Day-to-day life is full of uncertainties and having an empowered and connected internal relationship to support yourself, come what may, can certainly help relieve anxiety and boost your confidence. But it’s easier said than done when the rug is pulled from under you and you look like Gollum from Lord of the Rings.
Amazingly I managed to date through out my treatments but there’s nothing like facing your own mortality to realise who isn’t a good fit, or making good use of your time. Although I have 2 engagements and several relationships under my belt it was scary at first.
Chemotherapy may have helped save my life but for a time it took away my hair and my confidence. I had a great wig and my skin was silky smooth but no eyelashes or brows made me feel naked and exposed. My long blonde hair, which had taken years to get just right, was gone in an instant and it was tough to look in the mirror and see a strangers face stare back.
Going through cancer forced me to be my own best friend, get clear on my values and get real about what’s next.

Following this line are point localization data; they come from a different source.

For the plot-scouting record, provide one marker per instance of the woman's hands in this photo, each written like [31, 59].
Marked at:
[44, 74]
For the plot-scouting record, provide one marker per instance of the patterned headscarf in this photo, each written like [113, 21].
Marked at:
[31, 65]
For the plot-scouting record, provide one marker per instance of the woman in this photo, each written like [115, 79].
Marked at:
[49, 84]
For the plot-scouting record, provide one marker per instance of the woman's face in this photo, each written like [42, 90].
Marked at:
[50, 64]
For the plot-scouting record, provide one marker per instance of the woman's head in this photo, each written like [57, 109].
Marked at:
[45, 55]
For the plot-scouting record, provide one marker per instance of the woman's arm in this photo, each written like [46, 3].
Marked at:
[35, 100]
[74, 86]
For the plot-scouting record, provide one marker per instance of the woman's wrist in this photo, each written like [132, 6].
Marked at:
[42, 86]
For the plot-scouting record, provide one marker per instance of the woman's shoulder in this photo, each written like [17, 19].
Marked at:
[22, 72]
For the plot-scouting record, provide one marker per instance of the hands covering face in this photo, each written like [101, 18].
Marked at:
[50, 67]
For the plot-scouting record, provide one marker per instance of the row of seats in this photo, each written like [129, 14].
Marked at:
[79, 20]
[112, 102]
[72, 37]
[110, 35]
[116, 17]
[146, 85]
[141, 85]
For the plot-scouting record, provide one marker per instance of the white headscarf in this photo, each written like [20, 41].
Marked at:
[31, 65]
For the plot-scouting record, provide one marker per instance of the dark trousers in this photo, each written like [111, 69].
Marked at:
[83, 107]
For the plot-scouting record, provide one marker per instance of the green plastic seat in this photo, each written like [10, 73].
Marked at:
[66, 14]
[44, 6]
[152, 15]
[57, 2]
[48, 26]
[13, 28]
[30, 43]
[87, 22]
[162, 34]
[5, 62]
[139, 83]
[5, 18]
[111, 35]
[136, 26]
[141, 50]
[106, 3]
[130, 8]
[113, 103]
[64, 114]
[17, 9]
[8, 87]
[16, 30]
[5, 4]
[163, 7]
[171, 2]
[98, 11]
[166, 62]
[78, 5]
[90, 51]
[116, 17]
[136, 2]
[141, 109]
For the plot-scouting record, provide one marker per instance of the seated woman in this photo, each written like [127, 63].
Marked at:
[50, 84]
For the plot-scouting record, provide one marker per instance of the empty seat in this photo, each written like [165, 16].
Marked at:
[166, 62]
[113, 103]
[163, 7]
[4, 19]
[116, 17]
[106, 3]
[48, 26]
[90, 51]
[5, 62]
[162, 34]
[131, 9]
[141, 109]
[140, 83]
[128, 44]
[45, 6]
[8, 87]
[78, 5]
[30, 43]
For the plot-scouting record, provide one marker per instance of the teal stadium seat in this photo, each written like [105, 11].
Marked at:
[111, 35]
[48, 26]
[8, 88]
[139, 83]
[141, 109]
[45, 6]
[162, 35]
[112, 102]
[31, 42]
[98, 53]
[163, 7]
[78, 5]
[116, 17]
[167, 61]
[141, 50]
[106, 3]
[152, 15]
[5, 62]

I was not back to my pre-fitness in 12 weeks (call me Little Miss Impatient), and have yet to meet anyone (including an military running machine) who has. But 10 months after being told I was cancer free I ran a 10k and didn’t come in last! Knowing I was able to ski down a mountain after 8 rounds of chemo still gives me a boost, and the long hot summer inspired me to take two impromptu trips to Europe. My passion for travel has reignited and my adventurous spirit is waking up.
Family and friends have been amazing but the treatments were tough. I had a panic attack on leaving the hospital after my surgery and had to learn to “let go”.
This last year has taught me to trust in myself. I now know that somehow a stronger, wiser part of me will invariably show up when the rest of me is freaking out. I know that some days are better than others and sometimes you just need a duvet day or your pajamas. I’ve learnt to show myself a new level of respect, to value my wisdom and trust in my instincts. Treating myself with kindness and compassion has become non-negotiable and I now look at other women with newfound pride, and awe.
Gradually I replace the negative thoughts and judgments that unconsciously pop into my head and smother them with love and gratitude; cherishing what I have, not what has unexpectedly been taken away.
Self love and self care is not about taking spa days and silencing your inner critic (although both really help!) it’s about showing up for yourself no matter what and sending love to the unconscious, less-developed inner child that we ALL have, even when she’s feeling her worst. It’s about learning how to free yourself from insecurity, neediness and even self-doubt. And the results can be a real game-changer!
It took a sleepless night after my first chemo when I looked and felt close to death (my temperature plummeted, I was ice cold and hardly able to breathe) and after my first surgery (bald and with a very blue tinge due to a medical dye – not the best look) to know that I really wanted to live.
Last week as I sat at a department store make-up counter merrily chatting away and having my eyes made “glam” I smiled to myself as she asked me which mascara to try. My “new normal” is starting to take shape, as is my new wavy hair! I celebrated my “win” and know the best is yet to come. I’m letting go of fear and calling in more fun!